The blue-eyed lichen, or Porpidia albocaerulescens, is a rock-hugging crustose lichen that brightens to a cerulean green upon a rain spell. Photo by Jason Hollinger


Luke Cannon, naturalist and founder of outdoor education company Astounding Earth, connects this phenomenon to lichen’s symbiotic nature. During misty and cloudy conditions, the thin fungal layer on the outermost edge of the lichen turns transparent to allow photosynthesis, he explains. This layer turns opaque in dry periods and acts like a blanket of protection for the algae.

Cannon leads educational nature hikes in the woods around Asheville, N.C. Lichen inspired him through a meditative practice called sit spot, which involves sitting in the forest for periods of time, fully present to one’s surroundings.

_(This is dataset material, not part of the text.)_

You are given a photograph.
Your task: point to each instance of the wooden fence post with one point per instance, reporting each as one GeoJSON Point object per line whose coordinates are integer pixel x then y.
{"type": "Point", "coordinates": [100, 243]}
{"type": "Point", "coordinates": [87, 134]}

“I was able to see more of what is directly in front of me, which included the lichen and mosses and a number of other small, magnificent discoveries,” Cannon says. Noticing led to studying, and Cannon found himself peering at lichen under a microscope one day.

He found other minuscule creatures, such as the affectionately named water bear, or tardigrade, famous for clinging to life on deep sea vents. He notes that this “amazing, mysterious microscopic world” contained within lichen is most diverse in unpolluted areas.

Lichen is sometimes called the lungs of the forest, for it serves as an indicator of air quality. Some species are especially sensitive to nitrogen and sulfur pollution from vehicles and agricultural and energy industry emissions. Most diverse and in highest number in remote areas, these lichen species survive on the air and rain.

Citizen Science

A hand lens and an identification guide open the door to learning about sensitive lichen species. The West Virginia Department of Natural Resources provides a guide for the state at tinyurl.com/wv-lichen. Explore the U.S. Forest Service lichen and air quality database at tinyurl.com/lichenusfs.


At North Carolina’s Mt. Mitchell State Park, a 2017 study found that at least four and as many as 16 lichen species have disappeared from the area since the 1970s. Mt. Mitchell, like many high-elevation peaks in Central and Southern Appalachia, is exposed to acid rain, which falls from airborne pollutants traveling from the Ohio and Tennessee River valleys.

Lungwort lichen, Loberia pulmonaria, resembles lungs in its branching form, hinting at its need to breathe clean air, and thrives far from industry. Green algae and cyanobacteria, a photosynthesizing bacteria, combine with the fungi to create emerald tones.

Also sensitive to air pollution, Usnea is a diverse lichen genus with more than 350 species worldwide. Its traditional folk uses center around medicine, and this is a lichen Cannon enjoys using at home. Usnic acid, a plant compound found in Usnea species, is lauded for its antibacterial activity.

A 2017 article in the Journal of the American Herbalists Guild details these findings, noting that this compound is the most widely found phytochemical across lichen species. The region’s biodiverse mountains harbor not only medicinal lichen, but also species found nowhere else — and there are indeed at least two endemic Appalachian lichen.

A recently discovered endemic species found on the North Carolina-Tennessee border was named in honor of Dolly Parton: Japewiella dollypartoniana. Look for it on the Appalachian Trail in the Unicoi Mountains.

Some lichen can dye natural fibers, and select birds liken to Usnea as a nest bedding. These tiny, symbiotic life forms weave a texture of togetherness that is only waiting for a closer look.